Doing Data Science Straight Talk from the Frontline 1st Edition by Cathy Neil, Rachel Schutt – Ebook PDF Instant Download/Delivery: 1449358659, 9781449358655
Full download Doing Data Science Straight Talk from the Frontline 1st Edition after payment
Product details:
ISBN 10: 1449358659
ISBN 13: 9781449358655
Author: Cathy O’Neil; Rachel Schutt
Now that people are aware that data can make the difference in an election or a business model, data science as an occupation is gaining ground. But how can you get started working in a wide-ranging, interdisciplinary field that’s so clouded in hype? This insightful book, based on Columbia University’s Introduction to Data Science class, tells you what you need to know. In many of these chapter-long lectures, data scientists from companies such as Google, Microsoft, and eBay share new algorithms, methods, and models by presenting case studies and the code they use. If you’re familiar with linear algebra, probability, and statistics, and have programming experience, this book is an ideal introduction to data science. Topics include: Statistical inference, exploratory data analysis, and the data science process Algorithms Spam filters, Naive Bayes, and data wrangling Logistic regression Financial modeling Recommendation engines and causality Data visualization Social networks and data journalism Data engineering, MapReduce, Pregel, and Hadoop Doing Data Science is collaboration between course instructor Rachel Schutt, Senior VP of Data Science at News Corp, and data science consultant Cathy O’Neil, a senior data scientist at Johnson Research Labs, who attended and blogged about the course.

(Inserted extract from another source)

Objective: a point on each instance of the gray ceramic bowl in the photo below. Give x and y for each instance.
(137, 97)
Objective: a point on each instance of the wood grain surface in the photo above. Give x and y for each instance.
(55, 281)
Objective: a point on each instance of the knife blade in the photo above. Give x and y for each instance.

Doing Data Science Straight Talk from the Frontline 1st Table of contents:
1. Introduction: What Is Data Science? 1.1. Big Data and Data Science Hype
1.2. Getting Past the Hype
1.3. Why Now?
1.4. Datafication
1.5. The Current Landscape (with a Little History)
1.6. Data Science Jobs
1.7. A Data Science Profile
1.8. Thought Experiment: Meta-Definition
1.9. OK, So What Is a Data Scientist, Really?
1.10. In Academia
1.11. In Industry
2. Statistical Inference, Exploratory Data Analysis, and the Data Science Process
2.1. Statistical Thinking in the Age of Big Data
2.2. Statistical Inference
2.3. Populations and Samples
2.4. Populations and Samples of Big Data
2.5. Big Data Can Mean Big Assumptions
2.6. Modeling
2.7. Exploratory Data Analysis
2.8. Philosophy of Exploratory Data Analysis
2.9. Exercise: EDA
2.10. The Data Science Process
2.11. A Data Scientist’s Role in This Process
2.12. Thought Experiment: How Would You Simulate Chaos?
2.13. Case Study: RealDirect
2.14. How Does RealDirect Make Money?
2.15. Exercise: RealDirect Data Strategy
3. Algorithms
3.1. Machine Learning Algorithms
3.2. Three Basic Algorithms
3.3. Linear Regression
3.4. k-Nearest Neighbors (k-NN)
3.5. k-means
3.6. Exercise: Basic Machine Learning Algorithms
3.7. Solutions
3.8. Summing It All Up
3.9. Thought Experiment: Automated Statistician
4. Spam Filters, Naive Bayes, and Wrangling
4.1. Thought Experiment: Learning by Example
4.2. Why Won’t Linear Regression Work for Filtering Spam?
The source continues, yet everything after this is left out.